Aluminum Extrusion Increases Options to Optimize the Supply Chain, Part 1

By: 
April 29, 2015

Is extruded aluminum gaining traction as a mainstream OEM choice for designing, engineering, and producing component parts? Plotting progress along a standard change-management trajectory shows the alloy and the technique marching through the awareness and understanding phases and moving solidly into adoption territory.

In fact, depending on the market sector and application, aluminum extrusion frequently is an institutionalized supply chain approach to optimizing design and engineering, reducing manufacturing costs, and accelerating time to market.

Aluminum is approximately one-third the weight of iron, steel, copper, or brass. Extruding aluminum to concentrate or add strength precisely where needed creates "strength-to-weight" performance that is giving the method a more visible supply chain profile. Across a spectrum of vertical markets and areas that include making components easier to handle and less expensive for shipping, or lightweighting when weight reduction is a priority, aluminum has become a material of choice for many OEMs.

Design versatility, lower-cost tooling, and customization options inherent in aluminum extrusion create advantages that set higher expectations for what is possible. From the perspective of enhanced component performance, extrusion enables cost-efficient execution of complex features and ever-tightening tolerances. Total-cost-to-produce-innovations that optimize manufacturability, streamline assembly, and reduce lead times also make aluminum extrusion a manufacturing method of choice.

Critical advances in alloy formulations, combined with ongoing extrusion process innovations, are the core factors promoting aluminum as a key influence in manufacturing. Replacing carbon with Kevlar to prevent markings and tailoring quench systems to the extrusion thickness for balanced cooling are examples of why aluminum extrusions have become more cost competitive, more cosmetically appealing, and capable of tighter tolerances. But fully evaluating extruded aluminum for new or expanded roles that influence supply chain efficiency, effectiveness, and economics requires a 360-degree view of manufacturing.

Design and Engineering

An optimal product development environment gives OEM product designers and engineers the freedom to innovate on quality, precision, functionality, and performance while optimizing manufacturability to lower total cost and compress lead times. Aluminum extrusion's versatility -- especially when combined with the market- or application-specific expertise of an extruder's design, engineering, and manufacturing specialists -- promotes holistic and forward-thinking new product development outcomes.

Complete development-stage solutions for manufacturing consider a component's essential functions plus the interactions with and its impact on other parts. The total cost of production plus performance against requirements for aesthetics, durability, and weight also drive competitive advantage.

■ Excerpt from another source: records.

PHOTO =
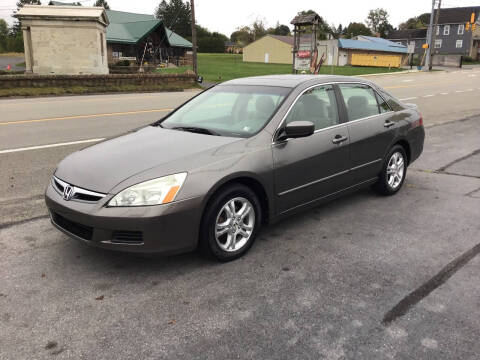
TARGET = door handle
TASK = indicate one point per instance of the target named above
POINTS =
(339, 139)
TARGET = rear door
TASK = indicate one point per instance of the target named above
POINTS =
(372, 129)
(315, 166)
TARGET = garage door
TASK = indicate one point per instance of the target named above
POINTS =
(381, 60)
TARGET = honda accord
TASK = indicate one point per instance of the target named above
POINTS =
(243, 153)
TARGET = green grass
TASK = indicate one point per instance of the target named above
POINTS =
(222, 67)
(42, 91)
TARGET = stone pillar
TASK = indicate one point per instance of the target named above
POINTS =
(27, 44)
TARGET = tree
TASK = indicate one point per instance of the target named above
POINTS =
(416, 22)
(102, 3)
(354, 29)
(176, 15)
(377, 20)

These are some examples of extrusion-powered design and engineering deployed to meet product development challenges more effectively than alternative manufacturing methods.

  • A single extruded profile can replace rolled shapes riveted together, resulting in higher strength while eliminating joining costs. A designed extrusion can also eliminate welded assemblies, reducing cost while increasing strength and accuracy. Welding aluminum weakens the mechanical properties of the weld joint. It can be costly, and sometimes not possible, to regain welded component strength using artificial aging.
  • Extruding a component to exact size and shape can reduce or eliminate the cost of secondary machining operations.
  • Extrusion profiles can be made to precise or standard dimensional tolerances, according to the specifications critical to specific component features. Applying only the critical-to-function tolerances to the print reduces manufacturing time.
  • The flexibility inherent in extrusion methodologies greatly enhances the ability to apply design-for-manufacturability principles, such as leveraging final-shape or near-net-shape production to reduce cost.
  • Differing material properties enable product designers and engineers to specify the aluminum alloy best suited to a component's critical design absolutes, functional needs, estimated annual usage, and secondary manufacturing operations. Alloys like 6063 and 6005A, for example, extrude at faster rates than 7000-series alloys. The majority of aluminum extrusions utilize 6063, but new, leading-edge alloys produce stronger, lighter extrusions. Aluminum-lithium is an emerging alloy that is 7% to 10% lighter and up to 50% stiffer than conventional aircraft alloys. Certain 6000-series alloys are easier to bend for use in marine applications, while 2000-series alloys accommodate secondary machining processes better. Alloy specification also can have a significant effect on surface finish.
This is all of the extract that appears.